Wyjątek od zasady zakazującej używania klaksonu w mieście jest tak właściwie jeden. Zapis mówi o tym, że sygnał dźwiękowy kierowca może uruchomić tylko w przypadku, w którym jest to konieczne w związku z bezpośrednim niebezpieczeństwem. Z bezpośrednim niebezpieczeństwem, a więc np. w sytuacji, w której ktoś właśnie wymusza na was pierwszeństwo i prawie dochodzi do kolizji. W mieście nie można używać klaksonu do dawania wskazówek czy w ramach reprymendy za nieprawidłowe zachowanie.
Kiedy jeszcze użycie klaksonu jest zabronione? Gdy miałoby znamiona nadużywania sygnału dźwiękowego (mówi o tym art. 29 ust. 2 pkt 1 ustawy PoRD). Trąbnięcie jest zatem ok. Naciśnięcie i trzymanie klaksonu lub kilkukrotne naciskanie go i puszczanie jest już zabronione.

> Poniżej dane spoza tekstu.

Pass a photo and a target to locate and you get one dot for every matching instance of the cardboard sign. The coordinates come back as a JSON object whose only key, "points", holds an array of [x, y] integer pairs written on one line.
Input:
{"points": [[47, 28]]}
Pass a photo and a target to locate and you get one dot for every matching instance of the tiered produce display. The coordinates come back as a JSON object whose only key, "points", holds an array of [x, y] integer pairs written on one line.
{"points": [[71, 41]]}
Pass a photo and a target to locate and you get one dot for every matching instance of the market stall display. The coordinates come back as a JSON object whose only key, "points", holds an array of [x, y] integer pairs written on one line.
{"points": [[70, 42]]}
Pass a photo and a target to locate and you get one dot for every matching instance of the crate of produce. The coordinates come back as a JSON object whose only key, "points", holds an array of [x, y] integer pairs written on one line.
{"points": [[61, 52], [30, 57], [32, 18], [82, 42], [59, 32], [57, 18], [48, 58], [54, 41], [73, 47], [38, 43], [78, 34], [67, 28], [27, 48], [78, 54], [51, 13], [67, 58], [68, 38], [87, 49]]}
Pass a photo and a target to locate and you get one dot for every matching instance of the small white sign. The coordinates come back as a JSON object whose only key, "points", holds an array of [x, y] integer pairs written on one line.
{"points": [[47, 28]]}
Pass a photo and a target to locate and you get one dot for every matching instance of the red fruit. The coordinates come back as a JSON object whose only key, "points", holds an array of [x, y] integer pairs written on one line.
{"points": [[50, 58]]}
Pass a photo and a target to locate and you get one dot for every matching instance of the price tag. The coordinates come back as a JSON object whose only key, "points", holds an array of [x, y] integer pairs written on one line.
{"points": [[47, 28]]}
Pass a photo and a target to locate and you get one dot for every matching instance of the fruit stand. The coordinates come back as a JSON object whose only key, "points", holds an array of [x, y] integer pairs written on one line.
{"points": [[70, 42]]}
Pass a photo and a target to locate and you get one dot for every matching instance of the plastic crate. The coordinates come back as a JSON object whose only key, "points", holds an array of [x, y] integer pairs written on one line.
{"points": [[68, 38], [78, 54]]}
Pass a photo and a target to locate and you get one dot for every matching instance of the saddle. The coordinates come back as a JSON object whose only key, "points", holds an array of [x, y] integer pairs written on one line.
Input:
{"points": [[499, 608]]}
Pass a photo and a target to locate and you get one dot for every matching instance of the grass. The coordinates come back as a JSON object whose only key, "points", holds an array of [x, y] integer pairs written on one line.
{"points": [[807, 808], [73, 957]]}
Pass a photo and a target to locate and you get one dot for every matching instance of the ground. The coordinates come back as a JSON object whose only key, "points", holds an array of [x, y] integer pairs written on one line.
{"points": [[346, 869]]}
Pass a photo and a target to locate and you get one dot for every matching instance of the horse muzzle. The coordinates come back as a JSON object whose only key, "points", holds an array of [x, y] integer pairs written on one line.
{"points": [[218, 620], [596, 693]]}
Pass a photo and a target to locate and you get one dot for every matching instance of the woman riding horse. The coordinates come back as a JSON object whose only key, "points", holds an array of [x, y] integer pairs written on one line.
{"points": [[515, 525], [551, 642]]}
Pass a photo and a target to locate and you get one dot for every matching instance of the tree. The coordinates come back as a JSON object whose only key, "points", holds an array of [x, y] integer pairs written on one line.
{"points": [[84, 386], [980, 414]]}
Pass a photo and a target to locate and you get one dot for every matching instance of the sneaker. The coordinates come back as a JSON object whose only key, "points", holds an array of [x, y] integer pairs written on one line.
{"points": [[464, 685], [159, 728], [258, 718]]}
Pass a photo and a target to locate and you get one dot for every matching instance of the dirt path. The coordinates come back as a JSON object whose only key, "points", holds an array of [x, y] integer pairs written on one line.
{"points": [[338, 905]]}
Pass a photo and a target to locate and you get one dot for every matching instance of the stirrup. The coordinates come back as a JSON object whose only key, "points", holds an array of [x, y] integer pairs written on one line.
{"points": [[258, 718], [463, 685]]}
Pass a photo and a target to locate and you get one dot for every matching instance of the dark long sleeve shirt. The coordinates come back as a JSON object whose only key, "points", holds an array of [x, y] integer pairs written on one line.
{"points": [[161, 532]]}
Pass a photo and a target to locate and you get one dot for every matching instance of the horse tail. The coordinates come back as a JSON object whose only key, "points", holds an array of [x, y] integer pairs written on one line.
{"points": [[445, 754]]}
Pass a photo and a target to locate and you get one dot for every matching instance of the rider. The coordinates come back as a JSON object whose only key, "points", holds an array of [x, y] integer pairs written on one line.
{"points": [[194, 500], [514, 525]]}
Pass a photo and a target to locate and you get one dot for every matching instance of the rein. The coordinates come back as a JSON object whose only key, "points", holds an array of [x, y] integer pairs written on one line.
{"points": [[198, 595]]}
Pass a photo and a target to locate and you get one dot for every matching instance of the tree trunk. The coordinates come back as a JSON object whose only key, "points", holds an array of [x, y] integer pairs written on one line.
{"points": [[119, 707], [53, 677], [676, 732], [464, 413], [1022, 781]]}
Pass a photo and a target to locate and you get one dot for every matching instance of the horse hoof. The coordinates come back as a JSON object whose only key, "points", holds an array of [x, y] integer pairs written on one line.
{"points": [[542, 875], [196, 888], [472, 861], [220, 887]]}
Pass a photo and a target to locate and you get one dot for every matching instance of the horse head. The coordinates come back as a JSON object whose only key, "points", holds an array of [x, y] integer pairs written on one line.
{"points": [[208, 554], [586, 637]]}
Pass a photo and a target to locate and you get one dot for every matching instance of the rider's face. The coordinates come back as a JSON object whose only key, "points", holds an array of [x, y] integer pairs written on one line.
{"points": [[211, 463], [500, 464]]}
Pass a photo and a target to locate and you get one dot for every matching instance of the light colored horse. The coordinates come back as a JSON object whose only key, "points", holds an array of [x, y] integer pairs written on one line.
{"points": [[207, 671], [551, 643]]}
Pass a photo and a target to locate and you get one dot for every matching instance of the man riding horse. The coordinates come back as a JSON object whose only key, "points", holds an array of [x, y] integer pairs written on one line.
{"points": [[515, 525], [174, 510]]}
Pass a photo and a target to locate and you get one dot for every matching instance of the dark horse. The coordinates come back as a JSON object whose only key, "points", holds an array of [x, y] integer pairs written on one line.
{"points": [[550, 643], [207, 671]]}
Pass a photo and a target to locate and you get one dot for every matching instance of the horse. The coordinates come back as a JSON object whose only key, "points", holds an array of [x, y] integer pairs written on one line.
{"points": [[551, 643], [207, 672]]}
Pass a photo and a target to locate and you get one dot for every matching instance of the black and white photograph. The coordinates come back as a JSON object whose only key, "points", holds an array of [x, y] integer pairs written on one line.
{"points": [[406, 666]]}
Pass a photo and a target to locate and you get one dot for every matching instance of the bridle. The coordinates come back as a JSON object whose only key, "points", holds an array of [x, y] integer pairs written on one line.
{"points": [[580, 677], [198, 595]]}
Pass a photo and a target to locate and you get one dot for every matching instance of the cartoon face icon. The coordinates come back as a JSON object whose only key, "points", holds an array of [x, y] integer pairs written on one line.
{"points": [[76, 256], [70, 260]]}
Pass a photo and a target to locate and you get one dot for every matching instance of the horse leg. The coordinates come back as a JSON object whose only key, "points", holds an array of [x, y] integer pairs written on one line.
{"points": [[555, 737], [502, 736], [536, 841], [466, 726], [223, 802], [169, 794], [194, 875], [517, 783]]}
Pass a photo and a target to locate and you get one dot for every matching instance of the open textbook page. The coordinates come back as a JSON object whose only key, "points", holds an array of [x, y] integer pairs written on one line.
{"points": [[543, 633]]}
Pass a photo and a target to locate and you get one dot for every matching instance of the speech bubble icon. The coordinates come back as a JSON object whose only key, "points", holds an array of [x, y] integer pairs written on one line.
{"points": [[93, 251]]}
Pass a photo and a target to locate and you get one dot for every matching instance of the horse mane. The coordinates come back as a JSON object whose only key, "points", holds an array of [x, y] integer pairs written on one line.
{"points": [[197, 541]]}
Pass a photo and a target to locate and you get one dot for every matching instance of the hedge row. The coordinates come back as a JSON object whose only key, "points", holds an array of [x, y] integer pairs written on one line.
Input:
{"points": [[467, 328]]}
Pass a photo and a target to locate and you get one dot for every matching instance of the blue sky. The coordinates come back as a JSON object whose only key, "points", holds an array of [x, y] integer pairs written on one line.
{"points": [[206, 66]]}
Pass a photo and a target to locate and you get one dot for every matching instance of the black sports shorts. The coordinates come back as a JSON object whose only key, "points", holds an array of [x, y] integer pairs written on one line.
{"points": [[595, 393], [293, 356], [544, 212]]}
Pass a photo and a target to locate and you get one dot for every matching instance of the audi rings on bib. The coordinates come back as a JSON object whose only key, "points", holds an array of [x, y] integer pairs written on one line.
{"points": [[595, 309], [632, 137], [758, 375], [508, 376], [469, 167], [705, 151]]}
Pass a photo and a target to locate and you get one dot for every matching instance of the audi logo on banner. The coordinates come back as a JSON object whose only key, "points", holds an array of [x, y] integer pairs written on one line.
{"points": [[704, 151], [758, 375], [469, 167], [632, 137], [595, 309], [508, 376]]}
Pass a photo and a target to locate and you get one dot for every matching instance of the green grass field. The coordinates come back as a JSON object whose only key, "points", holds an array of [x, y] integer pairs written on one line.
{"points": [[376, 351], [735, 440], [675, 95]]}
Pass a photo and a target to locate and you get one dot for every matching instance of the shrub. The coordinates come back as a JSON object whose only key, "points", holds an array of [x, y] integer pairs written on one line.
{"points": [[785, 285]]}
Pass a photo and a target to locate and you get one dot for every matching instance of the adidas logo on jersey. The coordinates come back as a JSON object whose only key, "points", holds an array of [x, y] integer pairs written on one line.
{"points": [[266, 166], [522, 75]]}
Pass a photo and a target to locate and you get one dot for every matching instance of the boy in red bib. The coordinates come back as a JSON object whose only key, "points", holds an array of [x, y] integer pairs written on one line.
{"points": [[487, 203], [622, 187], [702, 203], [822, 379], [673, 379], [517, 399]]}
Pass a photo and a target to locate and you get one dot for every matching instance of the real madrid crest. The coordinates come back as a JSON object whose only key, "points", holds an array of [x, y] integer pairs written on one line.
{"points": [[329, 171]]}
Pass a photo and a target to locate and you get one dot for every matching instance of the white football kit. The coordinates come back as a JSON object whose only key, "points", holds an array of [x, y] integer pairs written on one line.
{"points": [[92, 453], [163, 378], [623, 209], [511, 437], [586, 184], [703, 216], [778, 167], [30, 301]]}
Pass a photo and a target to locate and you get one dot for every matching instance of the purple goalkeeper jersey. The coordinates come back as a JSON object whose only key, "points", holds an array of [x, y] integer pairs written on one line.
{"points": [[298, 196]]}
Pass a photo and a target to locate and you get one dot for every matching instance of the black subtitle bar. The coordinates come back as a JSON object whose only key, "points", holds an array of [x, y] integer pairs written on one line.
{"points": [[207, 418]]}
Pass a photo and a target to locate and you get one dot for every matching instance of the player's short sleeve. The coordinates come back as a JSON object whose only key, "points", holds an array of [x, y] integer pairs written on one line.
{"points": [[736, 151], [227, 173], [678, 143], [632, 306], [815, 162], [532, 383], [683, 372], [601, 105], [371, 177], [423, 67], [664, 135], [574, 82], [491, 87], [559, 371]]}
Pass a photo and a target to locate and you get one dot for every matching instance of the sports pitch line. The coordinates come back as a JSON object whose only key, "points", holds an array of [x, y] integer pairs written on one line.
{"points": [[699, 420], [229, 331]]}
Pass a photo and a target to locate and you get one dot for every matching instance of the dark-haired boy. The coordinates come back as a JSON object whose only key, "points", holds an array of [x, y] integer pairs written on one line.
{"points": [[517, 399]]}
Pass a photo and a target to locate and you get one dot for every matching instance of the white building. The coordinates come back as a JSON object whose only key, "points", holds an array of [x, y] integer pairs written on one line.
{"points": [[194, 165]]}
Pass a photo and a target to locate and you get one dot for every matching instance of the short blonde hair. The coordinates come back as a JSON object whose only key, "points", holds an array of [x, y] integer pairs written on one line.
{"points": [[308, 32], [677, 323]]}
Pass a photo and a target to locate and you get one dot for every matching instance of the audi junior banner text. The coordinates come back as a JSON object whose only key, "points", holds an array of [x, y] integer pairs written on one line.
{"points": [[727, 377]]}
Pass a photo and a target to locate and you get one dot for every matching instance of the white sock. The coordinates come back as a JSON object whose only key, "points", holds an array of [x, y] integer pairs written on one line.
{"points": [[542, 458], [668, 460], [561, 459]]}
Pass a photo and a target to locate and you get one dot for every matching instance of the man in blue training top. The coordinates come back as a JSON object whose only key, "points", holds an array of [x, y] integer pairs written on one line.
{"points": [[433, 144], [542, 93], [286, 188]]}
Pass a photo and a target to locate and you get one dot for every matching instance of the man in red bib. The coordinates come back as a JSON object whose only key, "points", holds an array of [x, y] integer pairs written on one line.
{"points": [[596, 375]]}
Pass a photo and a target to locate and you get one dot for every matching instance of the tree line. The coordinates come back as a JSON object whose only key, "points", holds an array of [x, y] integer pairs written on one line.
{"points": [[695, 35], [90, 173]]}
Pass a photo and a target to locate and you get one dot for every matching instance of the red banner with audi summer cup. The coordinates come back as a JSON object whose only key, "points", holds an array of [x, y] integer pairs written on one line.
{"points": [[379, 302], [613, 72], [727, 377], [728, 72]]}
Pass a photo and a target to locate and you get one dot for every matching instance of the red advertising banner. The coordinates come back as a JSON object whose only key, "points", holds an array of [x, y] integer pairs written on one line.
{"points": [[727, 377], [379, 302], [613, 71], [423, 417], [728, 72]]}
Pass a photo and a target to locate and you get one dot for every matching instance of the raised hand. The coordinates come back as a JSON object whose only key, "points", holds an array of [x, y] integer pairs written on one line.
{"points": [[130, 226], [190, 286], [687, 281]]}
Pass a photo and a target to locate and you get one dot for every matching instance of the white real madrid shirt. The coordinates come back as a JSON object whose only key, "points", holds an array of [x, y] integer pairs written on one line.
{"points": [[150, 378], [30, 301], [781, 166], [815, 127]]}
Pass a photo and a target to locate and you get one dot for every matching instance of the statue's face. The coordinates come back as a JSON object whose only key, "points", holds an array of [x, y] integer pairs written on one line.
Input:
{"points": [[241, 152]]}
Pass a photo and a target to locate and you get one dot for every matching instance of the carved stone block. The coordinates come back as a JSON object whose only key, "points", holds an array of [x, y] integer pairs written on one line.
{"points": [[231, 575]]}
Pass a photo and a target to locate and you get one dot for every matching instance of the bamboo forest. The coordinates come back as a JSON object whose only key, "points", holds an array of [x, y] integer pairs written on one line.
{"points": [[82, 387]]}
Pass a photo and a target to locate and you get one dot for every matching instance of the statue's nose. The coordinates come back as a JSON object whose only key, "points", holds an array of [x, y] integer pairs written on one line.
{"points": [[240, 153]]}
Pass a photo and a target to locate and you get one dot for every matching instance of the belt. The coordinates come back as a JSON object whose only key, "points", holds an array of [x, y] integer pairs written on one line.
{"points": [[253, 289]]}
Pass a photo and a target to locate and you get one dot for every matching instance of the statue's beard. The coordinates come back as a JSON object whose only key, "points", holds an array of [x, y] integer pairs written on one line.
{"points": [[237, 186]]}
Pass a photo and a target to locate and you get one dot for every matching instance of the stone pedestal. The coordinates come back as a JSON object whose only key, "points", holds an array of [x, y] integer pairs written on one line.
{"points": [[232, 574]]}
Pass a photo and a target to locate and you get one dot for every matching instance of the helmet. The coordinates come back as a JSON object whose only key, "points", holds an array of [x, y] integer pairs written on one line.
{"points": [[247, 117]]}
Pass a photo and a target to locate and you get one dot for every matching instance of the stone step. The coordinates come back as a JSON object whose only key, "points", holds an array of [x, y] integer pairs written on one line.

Nadużywanie sygnałów dźwiękowych lub używanie ich na obszarze zabudowanym oznacza wykroczenie. Może się zatem okazać, że naciśnięcie klaksonu skończy się dla kierowcy kontrolą drogową i mandatem. Grzywna wynosi w takim przypadku 100 zł. Całe szczęście używanie sygnałów dźwiękowych nie jest obwarowane punktami karnymi. Te nie zostaną zatem dopisane do konta kierującego przez funkcjonariuszy.